Esse foi o caso de Matt Gisin, 24, que deu o aviso prévio do emprego de designer gráfico em uma empresa de saúde e bem-estar neste mês. Durante a pandemia, ele pôde trabalhar em casa, e sem os trajetos teve mais tempo para hobbies como CrossFit e videogame em streaming.

"Eu me adaptei muito a todo esse tempo e essa liberdade", disse ele.

Mas lentamente sua empresa começou a exigir que os empregados voltassem ao escritório —primeiro durante dois dias por semana, depois três, depois quatro.
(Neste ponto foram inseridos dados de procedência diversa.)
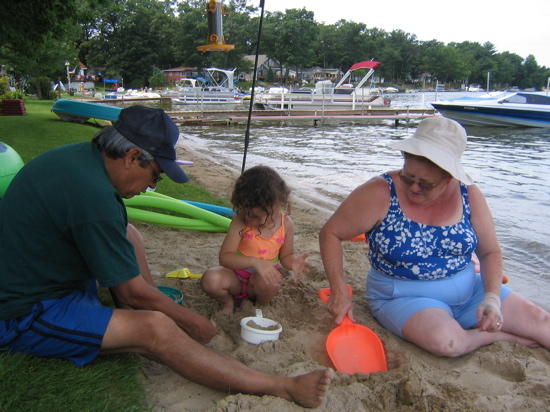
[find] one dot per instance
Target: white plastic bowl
(257, 336)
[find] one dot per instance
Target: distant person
(423, 224)
(260, 239)
(64, 227)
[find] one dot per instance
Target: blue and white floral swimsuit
(416, 266)
(402, 248)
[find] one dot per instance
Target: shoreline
(502, 376)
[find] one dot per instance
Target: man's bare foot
(310, 389)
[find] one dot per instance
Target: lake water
(324, 163)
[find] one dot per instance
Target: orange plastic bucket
(354, 348)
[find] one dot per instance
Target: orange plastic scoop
(354, 348)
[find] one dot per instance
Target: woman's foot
(310, 389)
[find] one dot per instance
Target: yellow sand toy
(182, 274)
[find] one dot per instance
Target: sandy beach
(502, 376)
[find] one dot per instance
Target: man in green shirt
(64, 227)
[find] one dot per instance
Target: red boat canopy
(365, 65)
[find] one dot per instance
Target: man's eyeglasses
(424, 186)
(157, 177)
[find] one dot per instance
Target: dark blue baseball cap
(153, 131)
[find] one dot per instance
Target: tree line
(134, 38)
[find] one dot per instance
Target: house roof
(262, 58)
(179, 69)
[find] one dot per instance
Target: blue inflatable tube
(176, 222)
(220, 210)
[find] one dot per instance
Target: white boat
(475, 87)
(217, 88)
(498, 109)
(325, 96)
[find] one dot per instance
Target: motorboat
(130, 94)
(71, 110)
(217, 87)
(498, 109)
(325, 95)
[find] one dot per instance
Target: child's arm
(298, 265)
(229, 258)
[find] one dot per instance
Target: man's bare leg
(166, 343)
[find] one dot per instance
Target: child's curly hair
(262, 187)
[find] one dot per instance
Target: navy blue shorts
(70, 328)
(393, 301)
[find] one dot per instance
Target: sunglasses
(424, 186)
(156, 175)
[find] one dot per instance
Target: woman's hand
(340, 305)
(299, 266)
(489, 315)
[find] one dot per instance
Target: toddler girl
(260, 239)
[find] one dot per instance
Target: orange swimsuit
(254, 245)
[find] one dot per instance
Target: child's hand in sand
(300, 266)
(266, 270)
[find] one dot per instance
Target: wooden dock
(235, 117)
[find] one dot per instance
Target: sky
(521, 27)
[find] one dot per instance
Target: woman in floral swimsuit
(423, 224)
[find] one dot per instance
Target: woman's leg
(436, 331)
(523, 318)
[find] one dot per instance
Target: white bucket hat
(440, 140)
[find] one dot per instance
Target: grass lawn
(112, 383)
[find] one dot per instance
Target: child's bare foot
(310, 389)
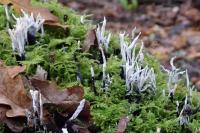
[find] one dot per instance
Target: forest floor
(168, 29)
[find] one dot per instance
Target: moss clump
(62, 57)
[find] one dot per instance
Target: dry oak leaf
(67, 99)
(12, 91)
(27, 7)
(13, 97)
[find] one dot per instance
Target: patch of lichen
(61, 55)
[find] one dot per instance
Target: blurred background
(169, 27)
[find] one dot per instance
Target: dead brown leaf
(27, 7)
(13, 97)
(67, 99)
(15, 101)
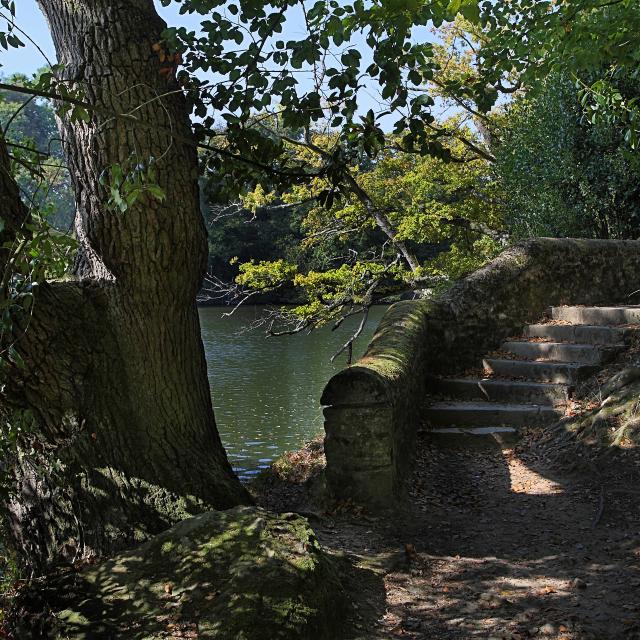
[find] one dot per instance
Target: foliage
(443, 210)
(563, 176)
(32, 137)
(580, 39)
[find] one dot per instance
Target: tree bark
(116, 378)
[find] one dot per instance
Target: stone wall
(372, 409)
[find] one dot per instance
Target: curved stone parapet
(372, 409)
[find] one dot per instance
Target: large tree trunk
(116, 377)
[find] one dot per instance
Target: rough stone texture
(375, 404)
(242, 574)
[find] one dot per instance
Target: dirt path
(497, 545)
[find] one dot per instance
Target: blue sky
(28, 59)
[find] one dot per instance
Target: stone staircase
(529, 381)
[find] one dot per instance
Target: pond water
(266, 391)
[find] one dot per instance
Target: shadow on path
(499, 546)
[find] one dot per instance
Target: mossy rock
(242, 574)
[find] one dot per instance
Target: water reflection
(266, 392)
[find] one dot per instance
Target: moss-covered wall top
(450, 334)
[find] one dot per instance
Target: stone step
(460, 414)
(597, 315)
(474, 437)
(501, 390)
(556, 372)
(585, 334)
(561, 352)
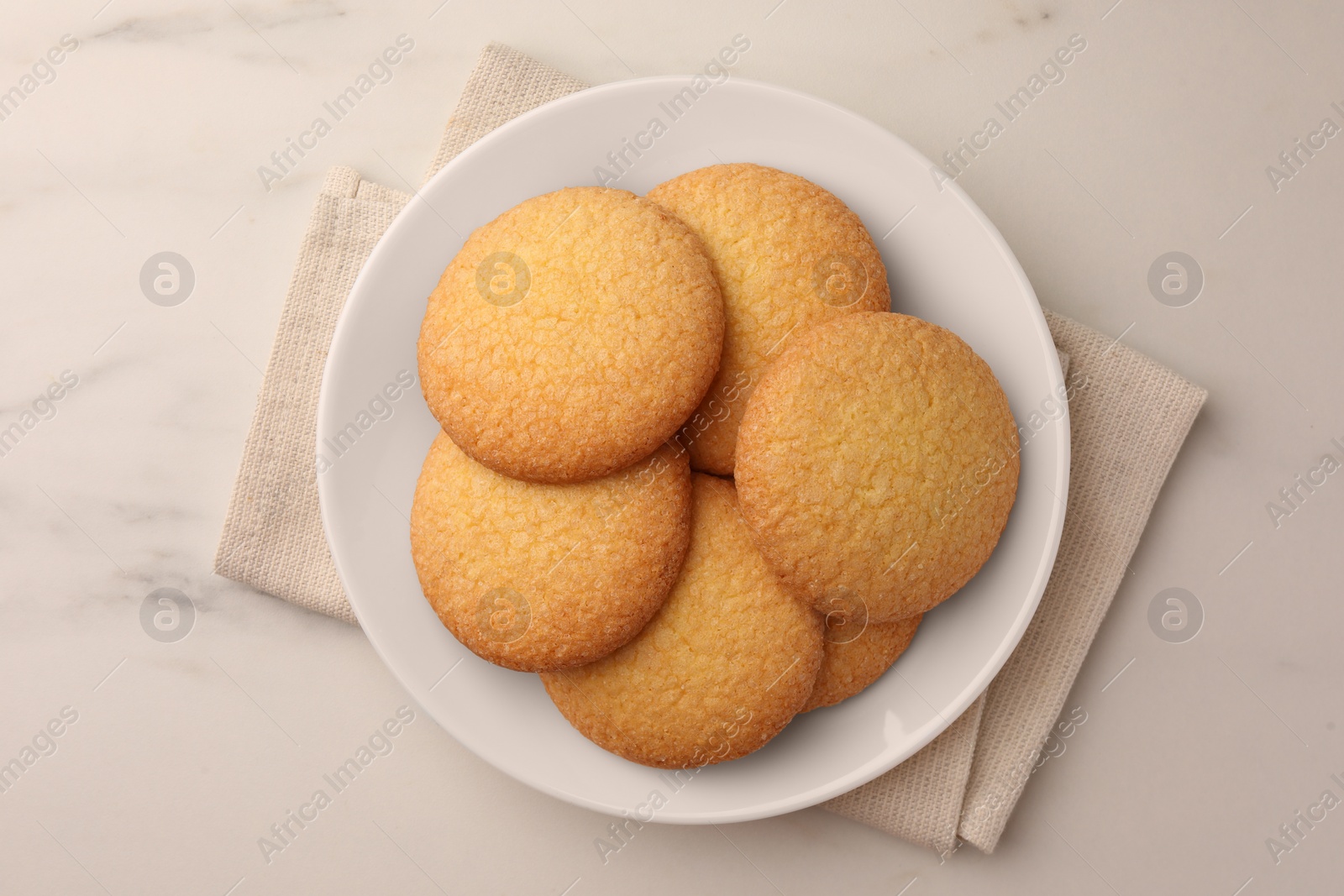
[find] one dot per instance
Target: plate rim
(866, 773)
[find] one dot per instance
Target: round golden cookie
(571, 335)
(878, 458)
(722, 668)
(546, 577)
(788, 255)
(855, 658)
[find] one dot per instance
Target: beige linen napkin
(1129, 417)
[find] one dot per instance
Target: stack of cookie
(691, 469)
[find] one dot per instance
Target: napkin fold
(1129, 417)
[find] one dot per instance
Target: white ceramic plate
(947, 264)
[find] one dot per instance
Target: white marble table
(175, 758)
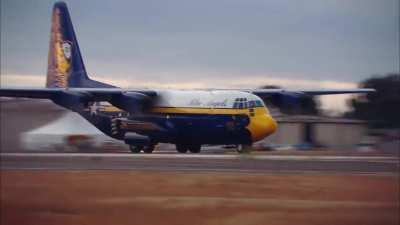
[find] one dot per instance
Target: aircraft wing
(131, 100)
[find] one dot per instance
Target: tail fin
(65, 64)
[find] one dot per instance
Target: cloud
(337, 103)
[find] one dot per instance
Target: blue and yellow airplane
(145, 117)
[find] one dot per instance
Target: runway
(201, 162)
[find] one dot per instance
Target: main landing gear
(183, 148)
(138, 148)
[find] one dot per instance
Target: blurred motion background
(215, 44)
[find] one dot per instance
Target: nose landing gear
(242, 148)
(138, 148)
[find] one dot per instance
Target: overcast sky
(210, 43)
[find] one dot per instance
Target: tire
(243, 148)
(148, 149)
(181, 148)
(194, 148)
(135, 148)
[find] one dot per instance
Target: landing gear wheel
(181, 148)
(194, 148)
(135, 148)
(243, 148)
(148, 149)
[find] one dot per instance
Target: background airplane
(145, 117)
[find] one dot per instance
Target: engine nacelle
(130, 101)
(131, 138)
(72, 101)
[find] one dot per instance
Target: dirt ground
(126, 197)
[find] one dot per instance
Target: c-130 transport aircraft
(144, 117)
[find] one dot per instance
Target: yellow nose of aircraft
(261, 126)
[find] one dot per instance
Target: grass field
(126, 197)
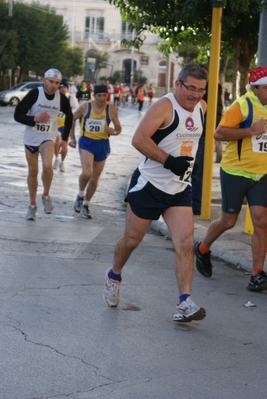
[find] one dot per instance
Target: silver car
(16, 93)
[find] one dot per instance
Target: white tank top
(180, 137)
(43, 131)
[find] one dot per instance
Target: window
(94, 25)
(125, 30)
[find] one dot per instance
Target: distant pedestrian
(83, 94)
(61, 152)
(150, 93)
(140, 94)
(243, 174)
(39, 110)
(167, 137)
(72, 88)
(110, 90)
(117, 94)
(94, 148)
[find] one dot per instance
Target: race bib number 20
(95, 125)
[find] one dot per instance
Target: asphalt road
(59, 340)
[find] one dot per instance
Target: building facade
(97, 26)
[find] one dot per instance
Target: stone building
(97, 26)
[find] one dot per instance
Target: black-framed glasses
(193, 89)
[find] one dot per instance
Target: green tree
(8, 48)
(168, 19)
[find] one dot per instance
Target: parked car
(16, 93)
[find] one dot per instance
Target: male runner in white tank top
(168, 138)
(39, 111)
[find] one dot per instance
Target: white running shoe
(47, 203)
(111, 292)
(187, 311)
(62, 167)
(31, 214)
(56, 164)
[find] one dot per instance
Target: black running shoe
(258, 282)
(203, 263)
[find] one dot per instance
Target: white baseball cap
(53, 73)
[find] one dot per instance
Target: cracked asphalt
(59, 340)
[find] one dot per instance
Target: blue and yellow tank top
(95, 126)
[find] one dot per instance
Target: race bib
(42, 127)
(259, 143)
(95, 125)
(185, 178)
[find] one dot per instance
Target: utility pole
(10, 8)
(132, 63)
(262, 51)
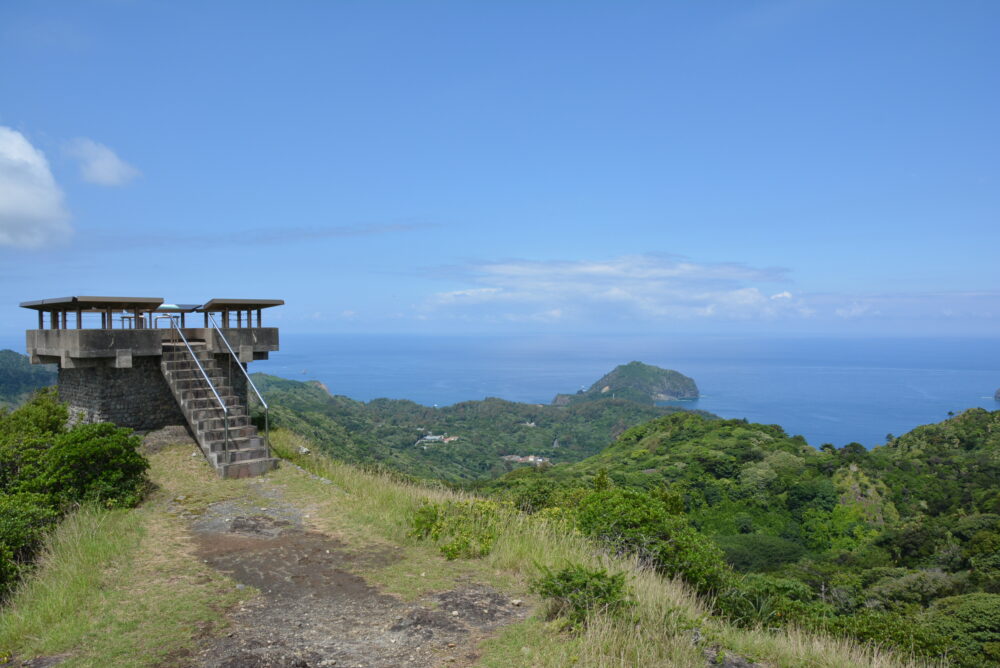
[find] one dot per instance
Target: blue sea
(828, 390)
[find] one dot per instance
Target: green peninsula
(635, 381)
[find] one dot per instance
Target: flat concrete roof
(177, 308)
(94, 303)
(239, 304)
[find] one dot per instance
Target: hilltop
(466, 441)
(635, 381)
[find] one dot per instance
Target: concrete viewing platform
(77, 332)
(139, 363)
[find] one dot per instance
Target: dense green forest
(47, 469)
(410, 437)
(897, 545)
(19, 378)
(636, 381)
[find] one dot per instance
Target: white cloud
(854, 310)
(637, 286)
(99, 164)
(32, 213)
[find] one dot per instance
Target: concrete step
(193, 397)
(198, 383)
(235, 433)
(248, 469)
(219, 422)
(234, 456)
(179, 369)
(213, 411)
(243, 443)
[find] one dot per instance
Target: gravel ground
(312, 611)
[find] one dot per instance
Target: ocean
(828, 390)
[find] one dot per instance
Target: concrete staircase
(247, 452)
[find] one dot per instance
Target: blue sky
(468, 167)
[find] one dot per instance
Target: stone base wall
(138, 397)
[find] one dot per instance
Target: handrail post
(208, 381)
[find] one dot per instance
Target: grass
(123, 588)
(668, 615)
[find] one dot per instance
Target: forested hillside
(19, 378)
(898, 545)
(465, 441)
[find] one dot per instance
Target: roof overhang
(240, 304)
(94, 304)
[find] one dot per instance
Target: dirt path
(314, 611)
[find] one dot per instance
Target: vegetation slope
(898, 545)
(638, 382)
(466, 441)
(19, 378)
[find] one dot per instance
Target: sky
(430, 167)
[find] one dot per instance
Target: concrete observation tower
(140, 363)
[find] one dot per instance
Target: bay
(828, 390)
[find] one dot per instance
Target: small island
(638, 382)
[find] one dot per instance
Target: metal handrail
(225, 411)
(267, 424)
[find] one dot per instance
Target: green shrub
(42, 415)
(915, 587)
(577, 592)
(94, 462)
(466, 529)
(770, 601)
(889, 629)
(9, 571)
(971, 624)
(629, 521)
(758, 552)
(24, 518)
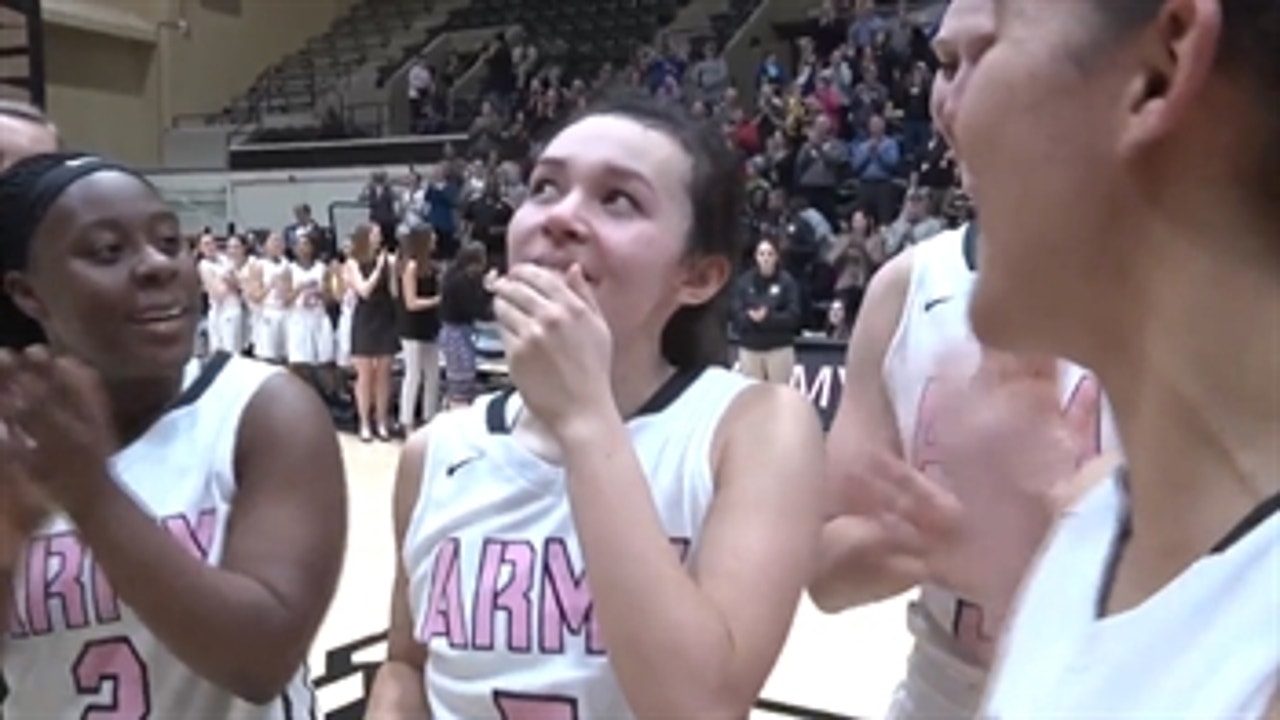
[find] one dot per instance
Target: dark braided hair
(17, 329)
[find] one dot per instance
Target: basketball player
(914, 327)
(309, 331)
(183, 522)
(626, 459)
(1125, 159)
(225, 317)
(269, 283)
(23, 131)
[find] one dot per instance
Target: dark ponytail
(17, 329)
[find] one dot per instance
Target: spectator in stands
(304, 226)
(442, 203)
(913, 104)
(915, 223)
(499, 72)
(850, 259)
(484, 136)
(374, 337)
(384, 206)
(936, 167)
(709, 76)
(877, 163)
(867, 24)
(839, 322)
(464, 301)
(821, 163)
(828, 32)
(869, 99)
(767, 317)
(771, 72)
(421, 87)
(23, 131)
(525, 58)
(419, 328)
(487, 217)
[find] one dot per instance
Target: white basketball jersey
(309, 286)
(1205, 646)
(273, 276)
(497, 583)
(216, 274)
(74, 650)
(933, 328)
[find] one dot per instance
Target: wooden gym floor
(846, 664)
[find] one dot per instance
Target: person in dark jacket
(465, 300)
(767, 317)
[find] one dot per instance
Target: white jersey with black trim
(935, 328)
(497, 583)
(1207, 645)
(74, 650)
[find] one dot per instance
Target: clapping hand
(58, 427)
(1005, 447)
(558, 345)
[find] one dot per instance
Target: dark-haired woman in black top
(420, 327)
(464, 301)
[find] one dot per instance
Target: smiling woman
(177, 560)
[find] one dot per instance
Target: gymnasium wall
(119, 72)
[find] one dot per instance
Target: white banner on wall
(260, 199)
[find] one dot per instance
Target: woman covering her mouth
(174, 528)
(625, 533)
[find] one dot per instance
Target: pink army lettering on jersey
(545, 598)
(64, 589)
(1082, 410)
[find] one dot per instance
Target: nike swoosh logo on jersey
(461, 464)
(936, 301)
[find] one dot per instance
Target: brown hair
(1248, 50)
(419, 246)
(361, 244)
(696, 335)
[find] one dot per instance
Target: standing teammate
(269, 283)
(1125, 159)
(914, 327)
(225, 317)
(627, 460)
(23, 131)
(182, 522)
(309, 331)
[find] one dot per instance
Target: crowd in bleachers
(844, 167)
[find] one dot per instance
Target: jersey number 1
(520, 706)
(113, 664)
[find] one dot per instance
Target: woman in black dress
(420, 324)
(374, 338)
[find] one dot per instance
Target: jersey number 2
(115, 665)
(520, 706)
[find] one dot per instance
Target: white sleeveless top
(309, 286)
(274, 273)
(496, 574)
(243, 276)
(74, 650)
(1206, 646)
(215, 274)
(935, 323)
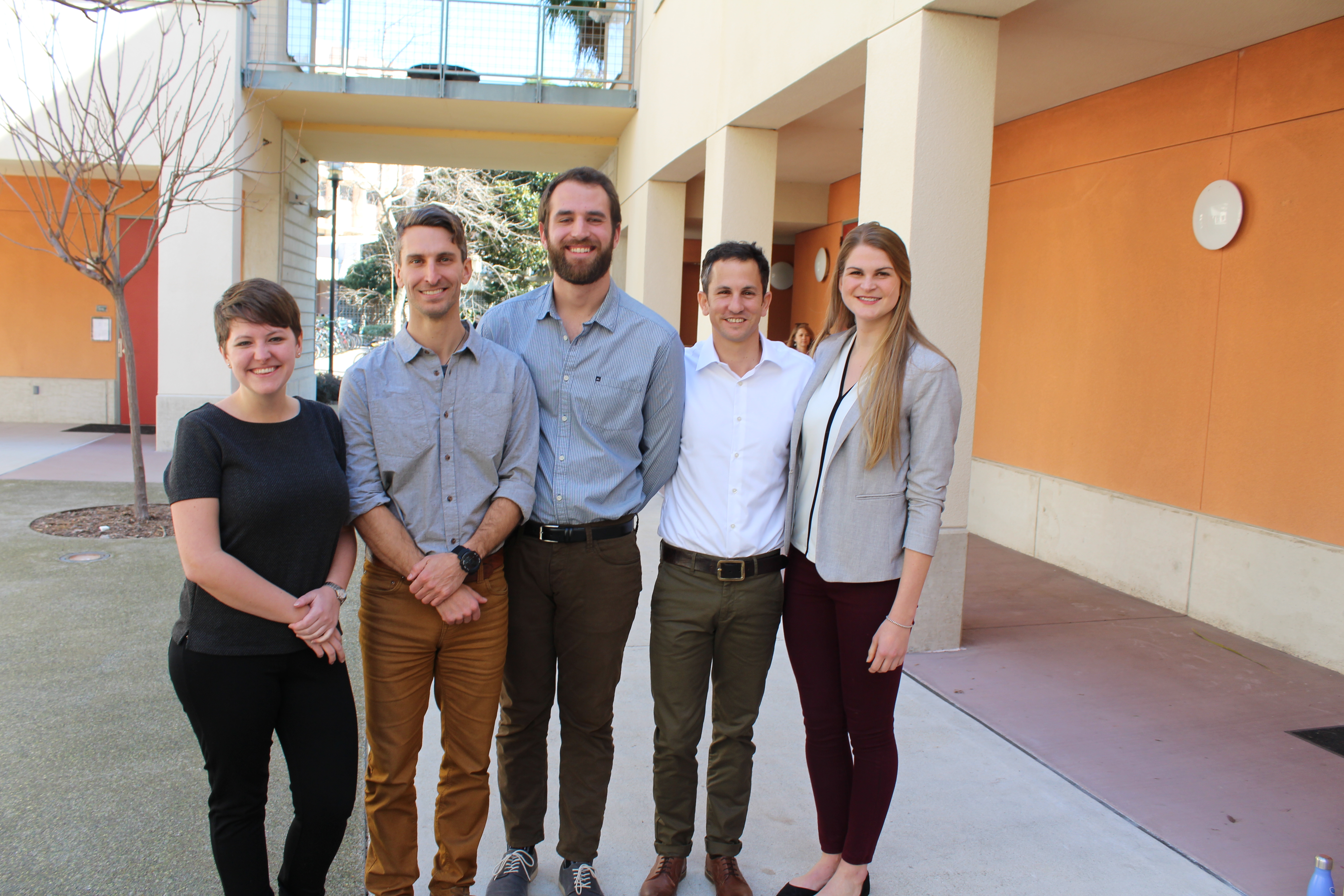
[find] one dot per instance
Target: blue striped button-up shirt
(611, 404)
(439, 443)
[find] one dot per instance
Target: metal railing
(581, 44)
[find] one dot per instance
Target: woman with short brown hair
(260, 504)
(802, 339)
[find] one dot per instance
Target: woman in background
(802, 339)
(260, 504)
(873, 449)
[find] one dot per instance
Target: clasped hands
(437, 579)
(319, 627)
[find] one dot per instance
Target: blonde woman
(871, 453)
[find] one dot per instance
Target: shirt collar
(408, 348)
(705, 353)
(607, 313)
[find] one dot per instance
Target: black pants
(234, 704)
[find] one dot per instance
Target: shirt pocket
(615, 408)
(490, 416)
(401, 429)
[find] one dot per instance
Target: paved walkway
(1175, 723)
(104, 792)
(45, 452)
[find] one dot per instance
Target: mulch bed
(117, 522)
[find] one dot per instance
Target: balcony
(540, 52)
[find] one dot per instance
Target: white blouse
(826, 410)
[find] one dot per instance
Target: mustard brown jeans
(407, 648)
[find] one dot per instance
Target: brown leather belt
(726, 570)
(488, 568)
(575, 534)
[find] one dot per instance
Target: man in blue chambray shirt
(611, 387)
(441, 443)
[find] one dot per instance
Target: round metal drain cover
(85, 557)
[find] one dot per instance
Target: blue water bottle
(1322, 882)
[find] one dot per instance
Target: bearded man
(611, 386)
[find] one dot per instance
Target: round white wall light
(1218, 214)
(820, 264)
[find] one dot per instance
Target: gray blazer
(866, 519)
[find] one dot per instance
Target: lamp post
(331, 307)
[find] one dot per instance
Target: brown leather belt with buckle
(576, 534)
(725, 570)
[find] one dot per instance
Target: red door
(143, 310)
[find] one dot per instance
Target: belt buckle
(743, 571)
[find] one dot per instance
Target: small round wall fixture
(820, 265)
(85, 557)
(1218, 214)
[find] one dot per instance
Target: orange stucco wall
(46, 304)
(1119, 353)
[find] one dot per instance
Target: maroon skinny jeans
(847, 711)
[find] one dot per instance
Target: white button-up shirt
(726, 498)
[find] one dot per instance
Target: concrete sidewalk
(972, 813)
(45, 452)
(104, 790)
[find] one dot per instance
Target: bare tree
(127, 139)
(93, 7)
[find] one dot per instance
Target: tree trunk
(138, 452)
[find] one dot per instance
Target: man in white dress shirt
(717, 604)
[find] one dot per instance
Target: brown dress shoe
(726, 876)
(664, 876)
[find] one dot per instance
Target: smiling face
(433, 271)
(261, 355)
(870, 285)
(580, 236)
(737, 300)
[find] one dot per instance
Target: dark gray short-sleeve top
(283, 502)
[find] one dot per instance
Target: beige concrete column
(655, 228)
(927, 147)
(738, 193)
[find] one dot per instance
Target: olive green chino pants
(708, 631)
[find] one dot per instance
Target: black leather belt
(725, 570)
(575, 534)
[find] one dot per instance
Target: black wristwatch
(470, 559)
Com tanta gente indo para o trabalho de carro, seu trajeto de casa em Mamaroneck, Nova York, até o meio de Long Island chegou a duas horas por dia, deixando-o sem tempo para seus hobbies.

"Eu não estava mais feliz", explicou. "Estava encontrando a felicidade em muitas atividades externas, por isso dei esse salto para sair."

Agora ele espera encontrar um trabalho na indústria de videogames.

Os economistas preveem que o alto número de demissões voluntárias continue durante algum tempo, conforme a pandemia recua e a economia se reequilibra.

"Eu ficaria surpreso se isso acabasse antes do fim do verão", disse Andrew Chamberlain, economista-chefe do site de empregos Glassdoor. Mas ele também disse que há uma "data de validade": o alto número de trabalhadores deixando o emprego contribuirá para uma escassez de mão de obra, eventualmente forçando as empresas a aumentar os salários e oferecer outros incentivos, o que ajudará a atrair trabalhadores de volta e restabelecer o equilíbrio econômico.

Enquanto isso, disse ele, os trabalhadores —especialmente os que ganham pouco— continuarão adquirindo vantagem sobre os patrões.

"Quanto mais essa escassez persistir, maior o poder de barganha dos trabalhadores pouco qualificados", disse ele. "Há certa evidência de que os patrões estão se mexendo em resposta, e isso é incomum."